Antes, Spector invitó a la banda a su mansión. “Había muchas señales de alerta”, escribió Marky. “No entrar. No tocar la puerta. Cuidado, perros de ataque. Las señales se veían hechas por algún amateur, lo que las hacia más imponentes”. Spector traía pistolas consigo todo el tiempo, una debajo de cada brazo y siempre tenía seguridad a su lado. Hizo que la banda se quedara toda la noche viendo el thriller psicológico de nombre Magic –cinta protagonizada por Anthony Hopkins. Dee Dee aseguró que esa noche el productor sacó una pistola cuando se intentó ir. “Tenía técnicas rápidas, como para disparar y matar”, recordó Dee Dee.

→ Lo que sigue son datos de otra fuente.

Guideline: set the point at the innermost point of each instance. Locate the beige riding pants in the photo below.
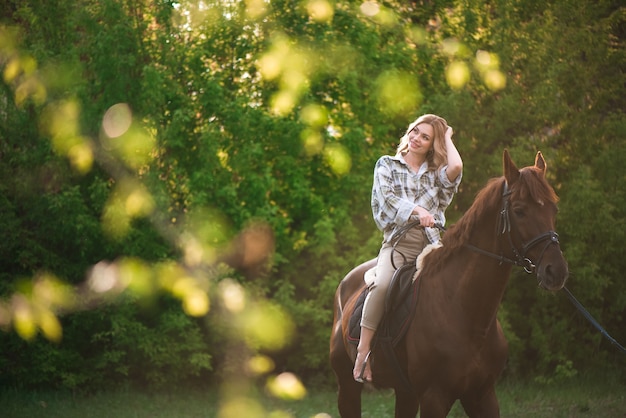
(410, 245)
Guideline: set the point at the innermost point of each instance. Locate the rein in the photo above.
(504, 226)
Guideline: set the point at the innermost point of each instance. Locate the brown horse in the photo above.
(454, 347)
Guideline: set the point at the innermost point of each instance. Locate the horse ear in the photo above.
(511, 172)
(540, 163)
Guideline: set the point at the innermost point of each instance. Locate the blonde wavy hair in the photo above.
(437, 157)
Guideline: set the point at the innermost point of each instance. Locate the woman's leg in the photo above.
(407, 250)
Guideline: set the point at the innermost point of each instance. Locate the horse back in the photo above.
(353, 282)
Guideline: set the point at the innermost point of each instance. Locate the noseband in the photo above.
(504, 227)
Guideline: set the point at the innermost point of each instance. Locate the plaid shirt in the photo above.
(397, 190)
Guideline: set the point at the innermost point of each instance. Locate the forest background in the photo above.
(183, 184)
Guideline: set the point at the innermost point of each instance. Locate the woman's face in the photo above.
(421, 139)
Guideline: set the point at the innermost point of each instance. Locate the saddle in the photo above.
(400, 303)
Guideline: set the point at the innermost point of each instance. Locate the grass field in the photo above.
(573, 399)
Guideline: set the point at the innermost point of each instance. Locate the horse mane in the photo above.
(531, 184)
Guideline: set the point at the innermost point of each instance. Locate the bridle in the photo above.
(504, 227)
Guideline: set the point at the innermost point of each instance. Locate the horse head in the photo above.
(529, 215)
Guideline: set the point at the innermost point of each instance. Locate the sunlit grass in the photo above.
(574, 399)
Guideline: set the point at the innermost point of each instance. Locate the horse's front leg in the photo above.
(407, 404)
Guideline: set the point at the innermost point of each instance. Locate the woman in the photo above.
(418, 183)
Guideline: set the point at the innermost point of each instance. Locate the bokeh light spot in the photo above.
(369, 8)
(286, 386)
(495, 80)
(320, 10)
(457, 74)
(233, 295)
(196, 303)
(117, 120)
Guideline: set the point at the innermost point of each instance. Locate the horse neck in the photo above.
(483, 281)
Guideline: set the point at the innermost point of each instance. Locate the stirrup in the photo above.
(360, 379)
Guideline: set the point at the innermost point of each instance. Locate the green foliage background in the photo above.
(275, 113)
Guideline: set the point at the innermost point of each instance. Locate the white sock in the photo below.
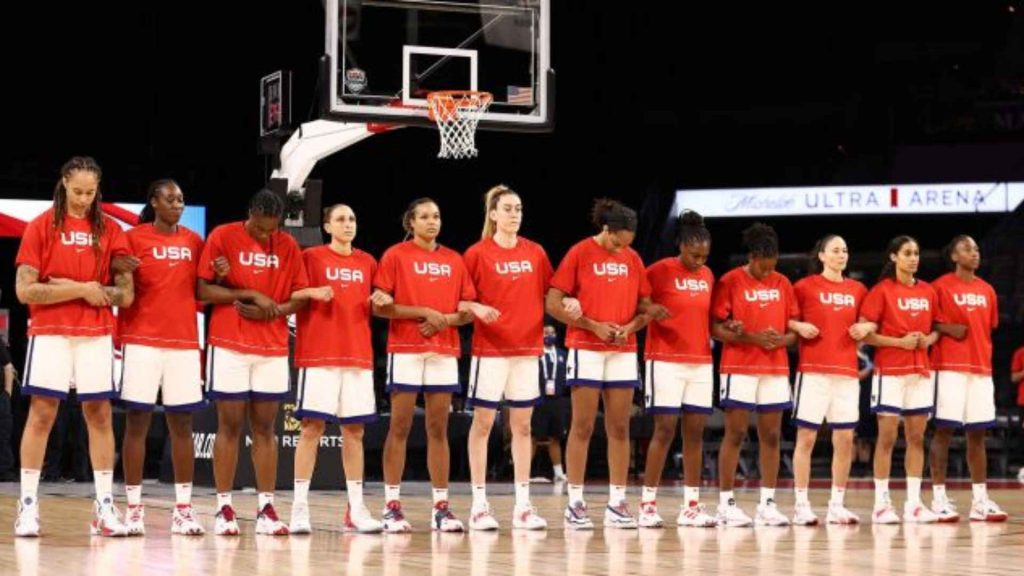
(801, 495)
(576, 493)
(440, 495)
(724, 497)
(354, 488)
(264, 498)
(30, 487)
(522, 494)
(104, 486)
(980, 492)
(881, 491)
(223, 499)
(616, 494)
(133, 494)
(182, 494)
(838, 495)
(301, 492)
(648, 494)
(691, 495)
(913, 490)
(479, 496)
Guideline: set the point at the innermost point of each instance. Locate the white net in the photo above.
(457, 114)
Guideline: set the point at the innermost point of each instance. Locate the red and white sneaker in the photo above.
(135, 520)
(183, 522)
(358, 520)
(987, 510)
(268, 523)
(649, 517)
(444, 521)
(393, 519)
(108, 522)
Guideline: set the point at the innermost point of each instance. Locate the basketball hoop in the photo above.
(457, 114)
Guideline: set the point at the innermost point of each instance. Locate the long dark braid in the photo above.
(95, 214)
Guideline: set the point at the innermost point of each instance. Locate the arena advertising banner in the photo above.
(880, 199)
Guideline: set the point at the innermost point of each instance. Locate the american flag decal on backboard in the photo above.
(520, 95)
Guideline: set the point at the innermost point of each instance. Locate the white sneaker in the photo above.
(731, 516)
(576, 517)
(358, 520)
(268, 523)
(769, 515)
(393, 519)
(620, 517)
(183, 522)
(225, 523)
(885, 513)
(987, 510)
(919, 513)
(300, 520)
(135, 520)
(649, 517)
(804, 516)
(444, 521)
(108, 522)
(481, 519)
(27, 523)
(695, 517)
(525, 518)
(838, 513)
(945, 510)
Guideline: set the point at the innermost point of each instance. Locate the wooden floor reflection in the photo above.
(866, 549)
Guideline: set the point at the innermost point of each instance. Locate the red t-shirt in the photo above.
(685, 337)
(164, 312)
(1016, 365)
(974, 304)
(759, 304)
(68, 252)
(514, 282)
(273, 269)
(833, 307)
(607, 285)
(337, 333)
(899, 310)
(417, 277)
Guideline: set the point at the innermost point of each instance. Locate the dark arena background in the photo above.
(866, 121)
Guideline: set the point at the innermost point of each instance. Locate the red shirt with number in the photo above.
(513, 281)
(684, 337)
(760, 304)
(899, 310)
(833, 307)
(164, 312)
(974, 304)
(336, 333)
(417, 277)
(68, 252)
(607, 285)
(274, 269)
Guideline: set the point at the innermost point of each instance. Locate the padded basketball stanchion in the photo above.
(457, 114)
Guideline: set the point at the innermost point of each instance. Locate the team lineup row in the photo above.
(933, 355)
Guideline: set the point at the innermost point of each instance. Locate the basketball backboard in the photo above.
(386, 55)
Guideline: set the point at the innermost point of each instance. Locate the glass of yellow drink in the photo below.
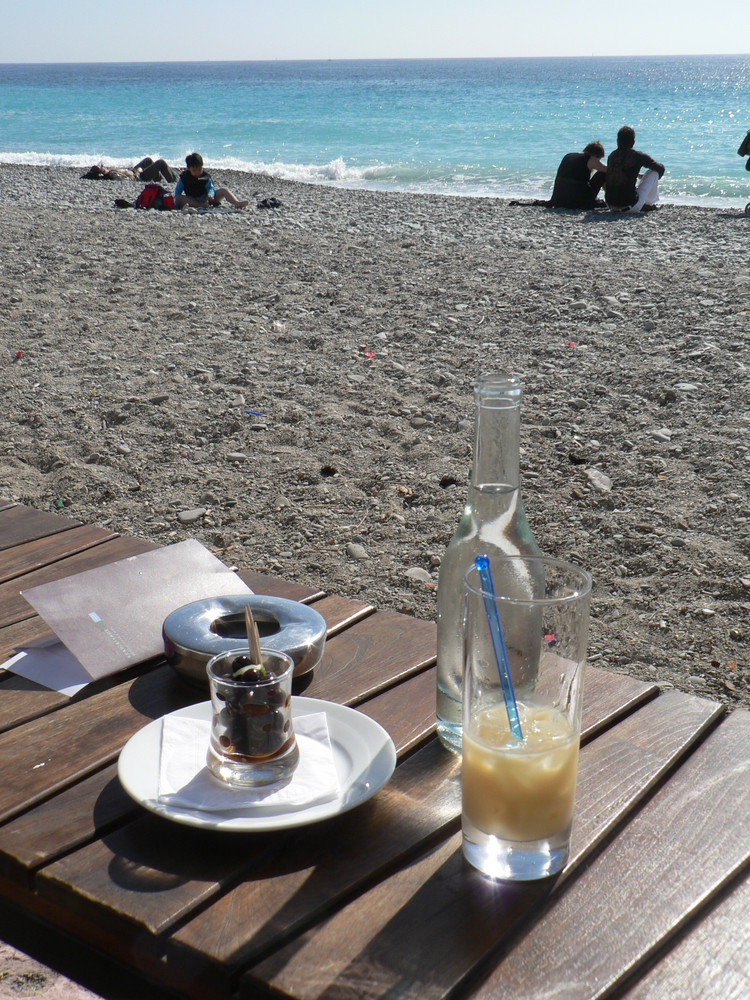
(518, 782)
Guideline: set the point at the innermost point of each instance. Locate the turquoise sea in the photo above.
(488, 127)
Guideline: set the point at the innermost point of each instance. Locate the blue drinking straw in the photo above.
(482, 564)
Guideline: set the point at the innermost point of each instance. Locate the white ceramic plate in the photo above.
(363, 752)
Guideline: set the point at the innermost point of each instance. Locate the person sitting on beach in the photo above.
(744, 149)
(580, 178)
(623, 167)
(196, 189)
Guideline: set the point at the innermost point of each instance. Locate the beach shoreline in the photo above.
(292, 387)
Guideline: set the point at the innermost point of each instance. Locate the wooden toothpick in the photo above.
(253, 639)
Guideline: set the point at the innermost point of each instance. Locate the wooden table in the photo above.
(655, 901)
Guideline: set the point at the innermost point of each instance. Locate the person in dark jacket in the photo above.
(196, 189)
(580, 178)
(623, 191)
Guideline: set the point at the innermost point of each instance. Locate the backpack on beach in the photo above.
(155, 196)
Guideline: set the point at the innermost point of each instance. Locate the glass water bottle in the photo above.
(493, 523)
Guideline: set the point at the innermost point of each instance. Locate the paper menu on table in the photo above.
(111, 617)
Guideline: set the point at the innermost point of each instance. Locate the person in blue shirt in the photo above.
(196, 189)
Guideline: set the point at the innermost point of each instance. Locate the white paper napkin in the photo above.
(184, 778)
(52, 665)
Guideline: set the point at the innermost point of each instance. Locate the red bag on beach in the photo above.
(155, 196)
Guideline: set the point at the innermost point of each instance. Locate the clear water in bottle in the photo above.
(494, 523)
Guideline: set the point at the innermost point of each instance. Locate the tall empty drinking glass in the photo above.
(518, 793)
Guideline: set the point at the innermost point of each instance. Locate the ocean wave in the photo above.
(443, 178)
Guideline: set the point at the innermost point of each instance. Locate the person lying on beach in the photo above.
(154, 170)
(580, 178)
(196, 189)
(623, 167)
(145, 170)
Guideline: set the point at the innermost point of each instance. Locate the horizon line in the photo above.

Un dia, Spector llevó a Johnny al extremo. El productor demandó que el guitarrista tocara el acorde inicial de “Rock & Roll High School” una y otra vez. El ingeniero volvía a tocar y Spector pisoteaba alrededor del estudio gritando: “Shit, piss, fuck! Shit, piss, fuck!”, para después demandarle a Johnny que lo tocara de nuevo. Esto siguió por una hora o más, hasta que Johnny se cansó. Finalmente puso su guitarra en el suelo y anunció que se iba. Spector le dijo que no se iba a ningún lado, a lo que Johnny respondió: “¿Qué vas a hacer, Phil, dispararme?”. Los integrantes tuvieron una junta con Spector en la que le dijeron que no podrían trabajar más con él si seguía demostrando ese temperamento. “A nadie le gustaba nada de eso”, dijo Joey. “Todos estábamos molestos con su comportamiento, su drama y su inestabilidad mental”.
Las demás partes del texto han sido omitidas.